According to court records, Wright was being sought after failing to appear in court on charges that he fled from officers and possessed a gun without a permit during an encounter with Minneapolis police in June.
A search of court records shows Wright had a minor criminal record, with petty misdemeanor convictions for possession/sale of a small amount of marijuana and disorderly conduct.
After he was killed Sunday, his family learned of a connection between Wright and George Floyd, the Black man whose death under the knee of a Minneapolis police officer nearly a year ago sparked nationwide protests.
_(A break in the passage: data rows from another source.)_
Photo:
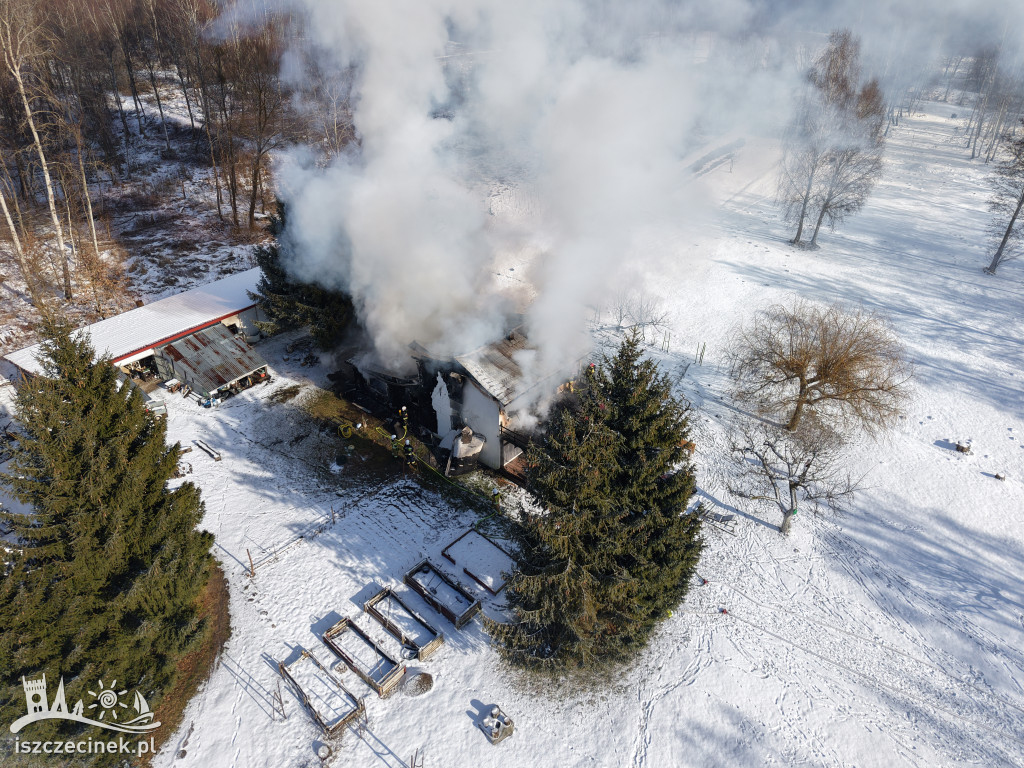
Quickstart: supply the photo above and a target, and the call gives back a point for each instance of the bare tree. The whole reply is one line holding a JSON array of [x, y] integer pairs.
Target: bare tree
[[1007, 202], [782, 468], [834, 151], [847, 367], [18, 30]]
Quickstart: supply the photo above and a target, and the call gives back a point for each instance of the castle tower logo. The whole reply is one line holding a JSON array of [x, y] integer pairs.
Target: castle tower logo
[[108, 709]]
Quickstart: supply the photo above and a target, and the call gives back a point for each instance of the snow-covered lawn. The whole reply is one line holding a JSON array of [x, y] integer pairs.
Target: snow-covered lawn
[[890, 636]]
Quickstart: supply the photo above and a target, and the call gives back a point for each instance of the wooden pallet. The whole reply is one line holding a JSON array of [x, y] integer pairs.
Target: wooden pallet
[[215, 455], [498, 726]]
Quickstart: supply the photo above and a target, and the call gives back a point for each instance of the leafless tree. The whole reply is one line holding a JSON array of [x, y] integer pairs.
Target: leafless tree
[[783, 469], [834, 151], [19, 31], [1007, 202], [847, 367]]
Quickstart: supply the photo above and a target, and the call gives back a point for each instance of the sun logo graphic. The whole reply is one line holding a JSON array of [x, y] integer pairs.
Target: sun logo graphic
[[107, 711]]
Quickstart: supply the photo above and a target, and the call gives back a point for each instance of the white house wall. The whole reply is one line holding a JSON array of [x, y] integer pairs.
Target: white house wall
[[481, 413]]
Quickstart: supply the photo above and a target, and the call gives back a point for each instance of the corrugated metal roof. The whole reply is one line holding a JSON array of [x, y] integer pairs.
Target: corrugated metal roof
[[212, 357], [147, 326], [495, 368]]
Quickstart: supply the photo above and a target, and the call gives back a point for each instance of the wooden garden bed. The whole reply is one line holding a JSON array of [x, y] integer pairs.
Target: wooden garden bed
[[480, 559], [442, 594], [365, 657], [403, 623], [330, 702]]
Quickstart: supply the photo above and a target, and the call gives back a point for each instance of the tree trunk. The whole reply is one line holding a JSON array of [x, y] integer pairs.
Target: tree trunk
[[139, 112], [54, 218], [88, 199], [207, 119], [817, 224], [786, 521], [160, 105], [803, 207], [23, 263], [254, 193], [117, 97], [184, 92], [997, 258], [799, 410]]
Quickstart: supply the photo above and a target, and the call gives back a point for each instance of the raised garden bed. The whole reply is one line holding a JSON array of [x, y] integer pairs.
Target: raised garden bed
[[364, 656], [442, 594], [403, 623], [480, 559], [330, 702]]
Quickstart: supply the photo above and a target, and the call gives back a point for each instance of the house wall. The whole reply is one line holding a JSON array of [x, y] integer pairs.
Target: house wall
[[442, 408], [481, 413]]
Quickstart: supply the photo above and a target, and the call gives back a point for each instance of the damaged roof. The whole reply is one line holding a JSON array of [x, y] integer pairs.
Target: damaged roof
[[496, 369], [212, 357]]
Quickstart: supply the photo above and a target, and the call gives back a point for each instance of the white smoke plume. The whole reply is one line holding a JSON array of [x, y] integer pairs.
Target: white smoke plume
[[585, 109]]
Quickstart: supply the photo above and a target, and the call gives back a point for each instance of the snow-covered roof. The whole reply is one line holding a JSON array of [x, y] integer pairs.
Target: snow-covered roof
[[148, 326], [497, 368]]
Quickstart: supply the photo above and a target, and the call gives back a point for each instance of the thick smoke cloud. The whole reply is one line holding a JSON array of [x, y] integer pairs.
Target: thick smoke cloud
[[582, 112]]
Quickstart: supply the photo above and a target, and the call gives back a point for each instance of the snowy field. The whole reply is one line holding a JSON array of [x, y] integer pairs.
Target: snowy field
[[890, 636]]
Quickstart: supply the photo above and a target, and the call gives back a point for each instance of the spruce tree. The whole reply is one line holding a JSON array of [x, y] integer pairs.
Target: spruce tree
[[611, 552], [571, 597], [654, 480], [109, 564], [290, 303]]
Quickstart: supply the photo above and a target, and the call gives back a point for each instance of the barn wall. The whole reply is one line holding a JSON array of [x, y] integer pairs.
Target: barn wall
[[480, 412]]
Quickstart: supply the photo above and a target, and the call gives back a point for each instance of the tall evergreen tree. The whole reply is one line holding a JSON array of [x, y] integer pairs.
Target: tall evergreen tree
[[289, 303], [571, 596], [654, 480], [109, 564], [611, 552]]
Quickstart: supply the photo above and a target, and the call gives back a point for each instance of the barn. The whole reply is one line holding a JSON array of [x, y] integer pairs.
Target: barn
[[200, 338]]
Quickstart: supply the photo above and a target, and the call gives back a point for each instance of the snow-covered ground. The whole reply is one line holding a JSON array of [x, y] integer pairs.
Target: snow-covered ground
[[892, 635]]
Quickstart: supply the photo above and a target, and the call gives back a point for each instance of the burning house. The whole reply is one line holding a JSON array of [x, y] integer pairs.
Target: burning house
[[473, 407]]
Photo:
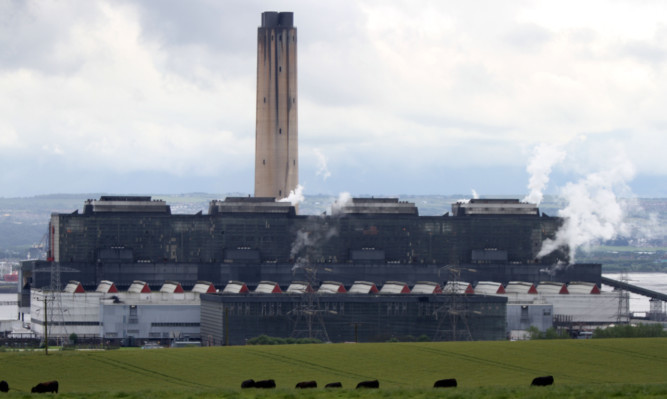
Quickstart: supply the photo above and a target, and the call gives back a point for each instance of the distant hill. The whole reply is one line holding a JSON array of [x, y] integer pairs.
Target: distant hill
[[24, 222]]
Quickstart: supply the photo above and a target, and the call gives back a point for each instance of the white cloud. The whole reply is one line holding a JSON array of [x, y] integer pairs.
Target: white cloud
[[421, 87]]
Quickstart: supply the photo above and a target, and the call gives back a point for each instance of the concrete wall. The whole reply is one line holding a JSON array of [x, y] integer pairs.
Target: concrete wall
[[523, 316], [351, 317]]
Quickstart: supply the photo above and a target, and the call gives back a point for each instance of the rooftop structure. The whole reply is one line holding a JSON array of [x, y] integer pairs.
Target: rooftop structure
[[492, 206], [387, 206], [395, 287]]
Floyd’s girlfriend, Courteney Ross, said she worked with Wright while he was a student at Edison High School. Ross was a teacher’s assistant and counselor at the school, said Mason, who worked with Ross.
“(I’m) crushed. It’s enough that Floyd is gone, but for one of my youths to be gone as well,” Ross said Tuesday during a protest against police brutality in Minneapolis.
“He was just a wonderful, beautiful boy,” Ross said.